Anytime you let players like Cartier Martin and Kevin Saraphin go off for 8-15 shooting you know you're in for a long night (of trying to figure out who the hell those guys are).
As for the Generals, they have now won 3 in a row, and 5 out of their last 7. Way to uh....save the season fellas.
*head explodes*
With the loss, the cHeat have all but killed their chances of grabbing the top spot in the East.
"Second place is not a bad place to be," Wade said.
Sounds like an echo from last June.
Dallas Mavericks: Playing the Bulls, the Mavs managed just 8 points in the opening quarter.
Then it just got worse from there.
Dallas shot below 40% from the field, got a below average night from Dirk (6-15 from the floor) and an average night from Carter (4-11 from the floor) and allowed themselves to get down 15 points as a half-hearted comeback in the fourth wasn't enough.
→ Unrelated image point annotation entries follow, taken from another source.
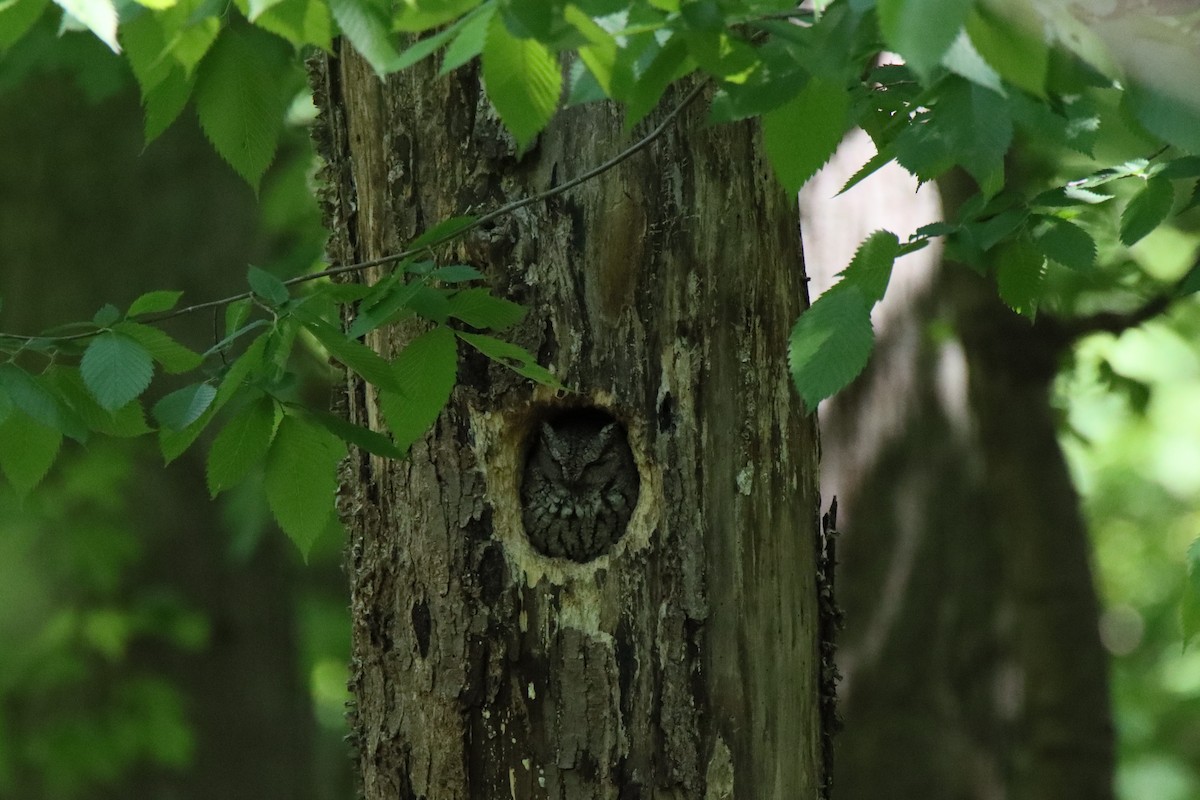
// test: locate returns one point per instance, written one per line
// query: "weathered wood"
(681, 663)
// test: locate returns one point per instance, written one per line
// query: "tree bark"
(971, 657)
(681, 662)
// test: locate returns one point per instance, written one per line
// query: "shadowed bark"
(679, 662)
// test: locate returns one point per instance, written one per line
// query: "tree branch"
(641, 144)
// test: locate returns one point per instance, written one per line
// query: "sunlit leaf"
(426, 370)
(831, 343)
(802, 134)
(115, 368)
(28, 450)
(523, 80)
(301, 479)
(241, 445)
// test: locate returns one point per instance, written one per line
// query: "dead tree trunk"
(679, 661)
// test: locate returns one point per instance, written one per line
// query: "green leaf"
(363, 438)
(241, 444)
(1191, 282)
(99, 16)
(385, 308)
(300, 22)
(523, 80)
(515, 358)
(237, 313)
(367, 26)
(269, 288)
(481, 308)
(166, 101)
(301, 479)
(125, 422)
(430, 304)
(977, 127)
(174, 443)
(1181, 167)
(831, 343)
(185, 405)
(107, 314)
(469, 41)
(456, 274)
(922, 30)
(1067, 244)
(1020, 275)
(802, 134)
(30, 397)
(16, 19)
(162, 348)
(241, 91)
(1168, 116)
(417, 16)
(115, 368)
(870, 269)
(355, 355)
(444, 230)
(28, 450)
(670, 64)
(1189, 608)
(1013, 44)
(153, 302)
(1146, 210)
(255, 8)
(426, 371)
Derrick Rose had a fairly subdued game (by his standards anyway) as he accumulated 11 points and 8 assists as the Bulls kept their hold on the top seed in the NBA.
"I think he played a very controlled type game. He was taking care of
the ball, running the offense and just trying to get a feel for being
out there again," Chicago coach Tom Thibodeau said. "It was a great impression of TJ Ford if I ever saw one."
While Dallas has already clinched a playoff spot, shooting 25% from 3 point land and 39% shooting overall just reeks of a team waiting to give Miami's 2007 playoff performance a run for its money.
Dallas has lost 3 of 5 and the playoffs start in a week.
SUNDAY:
Mike Brown: Thanks Coach...er....I mean Kobe for helping us with that one
Goran Dragic tries out for the NBA long jump team...and fails
So that's what a 20 game losing streak feels like
"Are my hands too small? Damn, I think they're too small"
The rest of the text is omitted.